Look it up. Buy it now. |
Um, yes please.
The book was Boneshaker. The author was Cherie Priest. And I. Was. Wowed.
I went all Amazon-stalky on Priest (meaning I bought all her books, not that I lopped off one boob and watched her from the bushes). Her first series was set in the south and involved a medium who has been stalked by ghosts and a crazy shooter all her life. Urm, okay, thank you, yes please, more.
I read the first book in this series, and it was one of those awesome experiences where you don't even realize you've done nothing but sat there for six hours with your nose buried in delicately crafted words.

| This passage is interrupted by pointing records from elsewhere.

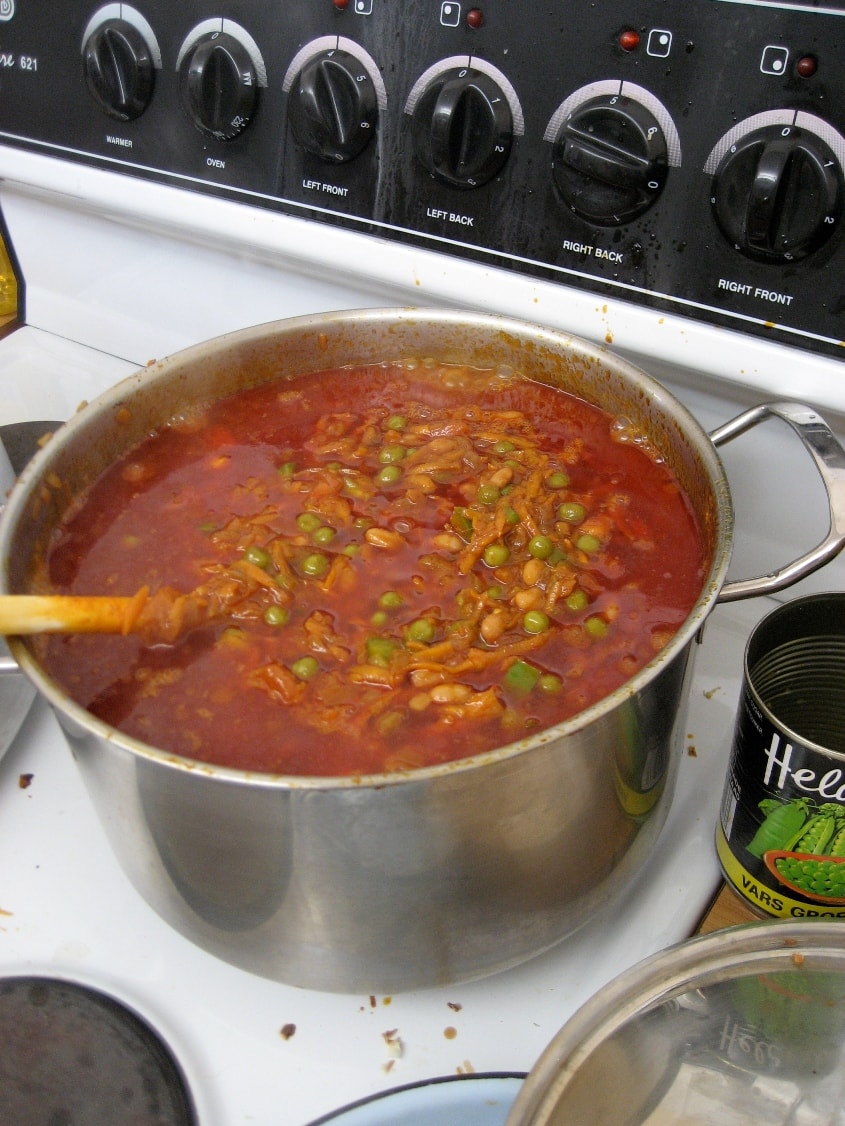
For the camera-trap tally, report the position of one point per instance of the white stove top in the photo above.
(68, 910)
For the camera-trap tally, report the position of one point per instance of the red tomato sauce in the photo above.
(392, 568)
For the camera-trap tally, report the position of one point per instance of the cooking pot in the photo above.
(425, 877)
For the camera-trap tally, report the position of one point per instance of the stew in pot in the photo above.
(392, 566)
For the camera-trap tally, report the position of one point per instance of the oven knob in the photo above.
(334, 107)
(777, 193)
(463, 127)
(610, 159)
(119, 69)
(219, 85)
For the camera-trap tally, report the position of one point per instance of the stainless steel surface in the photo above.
(740, 1027)
(399, 881)
(829, 459)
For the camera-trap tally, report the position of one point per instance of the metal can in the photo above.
(781, 836)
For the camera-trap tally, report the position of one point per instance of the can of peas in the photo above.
(781, 833)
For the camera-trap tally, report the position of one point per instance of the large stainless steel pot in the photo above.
(394, 882)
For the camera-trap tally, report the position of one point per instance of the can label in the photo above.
(781, 837)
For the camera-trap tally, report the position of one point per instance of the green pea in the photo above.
(389, 475)
(390, 454)
(421, 629)
(316, 565)
(380, 650)
(308, 521)
(356, 488)
(461, 521)
(588, 544)
(541, 547)
(535, 622)
(577, 600)
(550, 684)
(521, 677)
(305, 668)
(276, 616)
(571, 511)
(496, 554)
(596, 627)
(323, 535)
(258, 556)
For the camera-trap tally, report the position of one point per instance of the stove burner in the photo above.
(72, 1055)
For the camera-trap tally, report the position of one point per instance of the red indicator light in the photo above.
(629, 39)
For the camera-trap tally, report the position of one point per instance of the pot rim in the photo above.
(361, 320)
(679, 968)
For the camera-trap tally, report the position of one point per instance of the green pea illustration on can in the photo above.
(781, 837)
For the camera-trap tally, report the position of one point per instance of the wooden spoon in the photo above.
(33, 614)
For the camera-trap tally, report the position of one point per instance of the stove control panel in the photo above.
(686, 157)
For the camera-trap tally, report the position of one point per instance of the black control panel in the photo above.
(683, 154)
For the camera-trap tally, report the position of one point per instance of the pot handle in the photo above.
(829, 459)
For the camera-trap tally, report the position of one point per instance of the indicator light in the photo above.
(629, 39)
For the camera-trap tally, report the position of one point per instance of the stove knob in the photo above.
(118, 69)
(610, 160)
(463, 127)
(334, 107)
(777, 193)
(219, 86)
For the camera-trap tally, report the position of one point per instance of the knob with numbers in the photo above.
(610, 159)
(334, 107)
(777, 193)
(463, 127)
(118, 69)
(219, 85)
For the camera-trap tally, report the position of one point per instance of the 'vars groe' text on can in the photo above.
(781, 837)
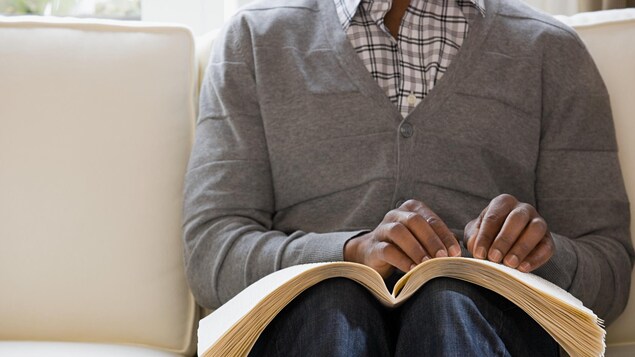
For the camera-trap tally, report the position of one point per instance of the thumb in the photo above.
(470, 232)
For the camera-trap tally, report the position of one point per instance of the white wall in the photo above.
(200, 15)
(205, 15)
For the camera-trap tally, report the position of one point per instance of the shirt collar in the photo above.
(346, 9)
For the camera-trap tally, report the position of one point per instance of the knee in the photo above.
(443, 295)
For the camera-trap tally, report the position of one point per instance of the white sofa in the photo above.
(96, 123)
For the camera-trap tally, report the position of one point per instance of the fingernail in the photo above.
(441, 253)
(495, 255)
(480, 253)
(524, 267)
(512, 261)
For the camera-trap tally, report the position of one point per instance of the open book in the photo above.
(233, 329)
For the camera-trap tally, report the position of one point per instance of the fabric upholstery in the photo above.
(96, 122)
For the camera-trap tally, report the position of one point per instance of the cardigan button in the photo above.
(406, 130)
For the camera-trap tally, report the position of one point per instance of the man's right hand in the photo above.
(407, 236)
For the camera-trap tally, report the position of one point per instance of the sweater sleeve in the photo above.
(230, 238)
(579, 186)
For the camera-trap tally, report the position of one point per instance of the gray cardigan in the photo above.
(298, 149)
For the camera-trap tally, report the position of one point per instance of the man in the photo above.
(379, 132)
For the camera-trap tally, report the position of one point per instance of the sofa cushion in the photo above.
(609, 37)
(96, 122)
(65, 349)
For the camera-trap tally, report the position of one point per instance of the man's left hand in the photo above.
(510, 232)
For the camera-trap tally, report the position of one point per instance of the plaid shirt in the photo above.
(431, 34)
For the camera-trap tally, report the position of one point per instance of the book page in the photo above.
(215, 325)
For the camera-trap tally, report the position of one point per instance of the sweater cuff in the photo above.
(561, 268)
(329, 248)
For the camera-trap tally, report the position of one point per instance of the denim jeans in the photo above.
(446, 317)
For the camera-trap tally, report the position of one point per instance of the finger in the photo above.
(471, 230)
(401, 236)
(423, 232)
(431, 231)
(513, 227)
(492, 221)
(526, 243)
(539, 256)
(389, 253)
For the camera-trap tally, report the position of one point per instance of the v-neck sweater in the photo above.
(298, 149)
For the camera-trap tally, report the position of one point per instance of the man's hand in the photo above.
(510, 232)
(406, 237)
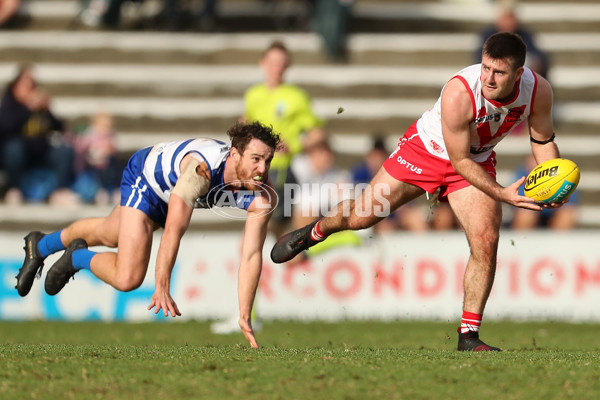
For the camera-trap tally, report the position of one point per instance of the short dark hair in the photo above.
(277, 45)
(505, 45)
(242, 133)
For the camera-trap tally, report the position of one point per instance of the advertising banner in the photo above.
(540, 275)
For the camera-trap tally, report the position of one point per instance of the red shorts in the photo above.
(412, 163)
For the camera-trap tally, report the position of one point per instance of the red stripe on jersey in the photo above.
(533, 93)
(464, 81)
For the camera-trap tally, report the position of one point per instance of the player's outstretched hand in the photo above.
(511, 196)
(246, 327)
(163, 301)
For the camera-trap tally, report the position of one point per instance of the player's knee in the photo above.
(126, 282)
(485, 245)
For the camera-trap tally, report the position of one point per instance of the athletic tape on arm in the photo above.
(190, 186)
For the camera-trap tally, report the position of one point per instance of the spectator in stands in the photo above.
(443, 218)
(97, 163)
(170, 14)
(411, 216)
(562, 218)
(288, 109)
(34, 152)
(507, 21)
(8, 9)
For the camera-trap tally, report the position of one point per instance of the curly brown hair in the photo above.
(242, 133)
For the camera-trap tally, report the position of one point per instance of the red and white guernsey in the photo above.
(492, 121)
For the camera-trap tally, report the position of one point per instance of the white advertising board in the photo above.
(540, 275)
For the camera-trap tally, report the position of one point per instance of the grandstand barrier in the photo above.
(540, 275)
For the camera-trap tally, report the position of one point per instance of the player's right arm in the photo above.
(192, 183)
(457, 113)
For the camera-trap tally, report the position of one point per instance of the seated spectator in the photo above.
(562, 218)
(97, 164)
(507, 21)
(110, 15)
(409, 217)
(8, 9)
(34, 153)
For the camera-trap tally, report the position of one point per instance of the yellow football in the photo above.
(552, 181)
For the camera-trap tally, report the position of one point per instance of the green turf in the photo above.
(350, 360)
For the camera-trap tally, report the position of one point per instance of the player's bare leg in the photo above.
(126, 269)
(383, 195)
(480, 216)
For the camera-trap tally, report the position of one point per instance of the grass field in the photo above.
(349, 360)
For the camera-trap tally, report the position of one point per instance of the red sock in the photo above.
(316, 233)
(470, 322)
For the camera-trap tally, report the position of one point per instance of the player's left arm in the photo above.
(191, 184)
(255, 233)
(541, 127)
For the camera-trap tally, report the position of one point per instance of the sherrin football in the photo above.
(552, 181)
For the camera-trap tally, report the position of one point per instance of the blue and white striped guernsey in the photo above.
(162, 169)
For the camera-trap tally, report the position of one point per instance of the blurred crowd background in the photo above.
(86, 83)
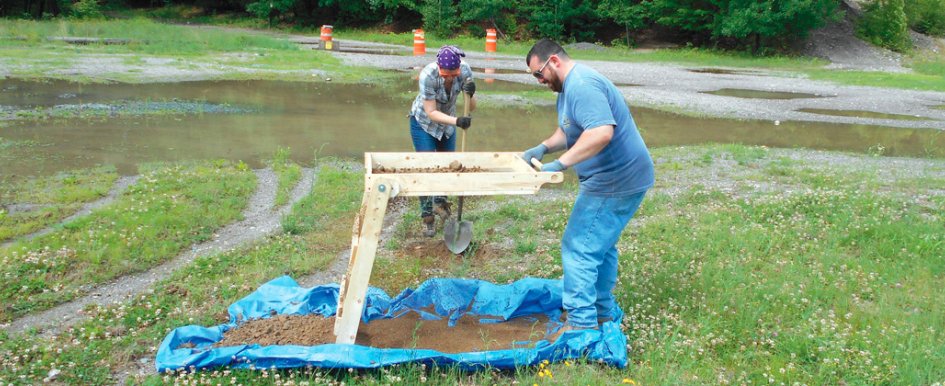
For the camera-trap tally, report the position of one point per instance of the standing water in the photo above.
(68, 125)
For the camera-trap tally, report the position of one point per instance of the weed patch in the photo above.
(169, 208)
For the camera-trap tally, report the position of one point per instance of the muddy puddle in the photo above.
(758, 94)
(331, 119)
(863, 114)
(488, 70)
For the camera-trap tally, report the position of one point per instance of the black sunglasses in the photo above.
(537, 74)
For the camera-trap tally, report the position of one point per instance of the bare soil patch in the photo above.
(407, 331)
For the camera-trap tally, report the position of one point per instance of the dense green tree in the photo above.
(629, 15)
(884, 24)
(268, 9)
(758, 20)
(498, 14)
(440, 16)
(926, 16)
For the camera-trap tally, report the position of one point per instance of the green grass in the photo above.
(838, 280)
(169, 208)
(288, 173)
(146, 36)
(54, 198)
(913, 81)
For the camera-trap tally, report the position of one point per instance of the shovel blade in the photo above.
(457, 235)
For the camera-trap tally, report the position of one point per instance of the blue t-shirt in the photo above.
(624, 166)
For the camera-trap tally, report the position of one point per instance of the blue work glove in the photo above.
(464, 122)
(554, 166)
(469, 87)
(536, 152)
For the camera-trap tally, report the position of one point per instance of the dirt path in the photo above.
(117, 189)
(684, 89)
(261, 219)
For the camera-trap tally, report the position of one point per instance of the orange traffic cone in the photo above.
(419, 43)
(490, 40)
(326, 33)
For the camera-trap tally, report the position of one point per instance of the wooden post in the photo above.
(367, 231)
(486, 174)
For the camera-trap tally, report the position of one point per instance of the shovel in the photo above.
(458, 233)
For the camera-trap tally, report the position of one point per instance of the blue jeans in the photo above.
(424, 142)
(589, 255)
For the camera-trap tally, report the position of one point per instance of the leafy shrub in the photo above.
(926, 16)
(87, 9)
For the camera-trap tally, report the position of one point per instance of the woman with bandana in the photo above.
(433, 118)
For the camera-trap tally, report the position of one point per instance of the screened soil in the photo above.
(406, 331)
(454, 167)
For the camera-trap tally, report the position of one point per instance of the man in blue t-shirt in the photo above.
(604, 148)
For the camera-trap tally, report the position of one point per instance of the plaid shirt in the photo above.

As I reached the end of the novel, I realized something odd.
I had the chills.
An actual, physical reaction to the tremor in my heart that Priest's story had given me. I was actually scared! WOAH!!
Priest's work sent me back on the path towards spooky things and nail-biters. It showed me that there CAN be elegance in the grotesque, and the horror genre is not something that has been destroyed in the modern day. Even though it can be hard to believe that, when you look it up on Amazon...yeesh.
Several months ago, after I made the difficult decision to, rather than work on a sequel as I was unsuccessfully querying 4th Leaf, work on a completely different project, I had a conversation with a friend. I was blocked and frustrated and everything I started was a dud. He suggested I work on a short story based on a favorite childhood experience I'd shared with him: my brother and I, running footloose and fancy-free through the beautiful woods of West Virginia, where my family used to camp.
I liked the idea. But the more I thought about it, the more it changed. The woods got darker. The trees more sinister. The children less innocent...and they were running towards a pool. A pool where they led wanderers, shoving them in, and when the wanderers crawled back out, they were children, too...children who wanted nothing more than to lure in more strangers.
Bam. |
And from there, I developed my current WIP: A fantasy horror novel titled Lorelei, Once.
And that, gentle friends, is my journey to my genre! Long and adventurous, wasn't it?
So now...tell me yours!
If you aren't working in a 'genre' situation, describe your journey into whatever medium, speed, flavor, or any descriptive term that you are working in or with or on. Any particularly eye-popping responses will be linked to on Friday's blog!
And...go!!
*At this
particular moment in time, all cash and prizes take the form of free publicity.
I'm an unpublished author working in a bakery, after all.
Ooh, cool to know the background info! So, is her name Lorelei then? Apt, considering her deadly occupation. (awesome history and mythology connected to that name) But YAY we finally know her name! (and how does Amber feel about that?)
ReplyDeleteUm... mine is a pretty simple explanation with my current WIP. I drew/watercolored a couple of funny pictures with wild animals juxtaposed into suburban life and the story slowly evolved from the pictures. Nothing fancy or complicated!
Ah-ha! I never said her name was Lorelei ;) But the title WAS perfect for the reasons you stated...I love the Lorelei story. I really grappled with actually using that title, though, because of the sweet, intelligent Miss Laurelei. But the name is spelled differently...that has to count for something.
ReplyDeleteAnyway. I can confidently tell you that, throughout the book, nobody CALLS her Lorelei. But it IS the title. Puzzle that one out ;)
And not every journey needs to be complicated! I kind of love the idea of a story following after the illustrations. And your illustrations are rockin'!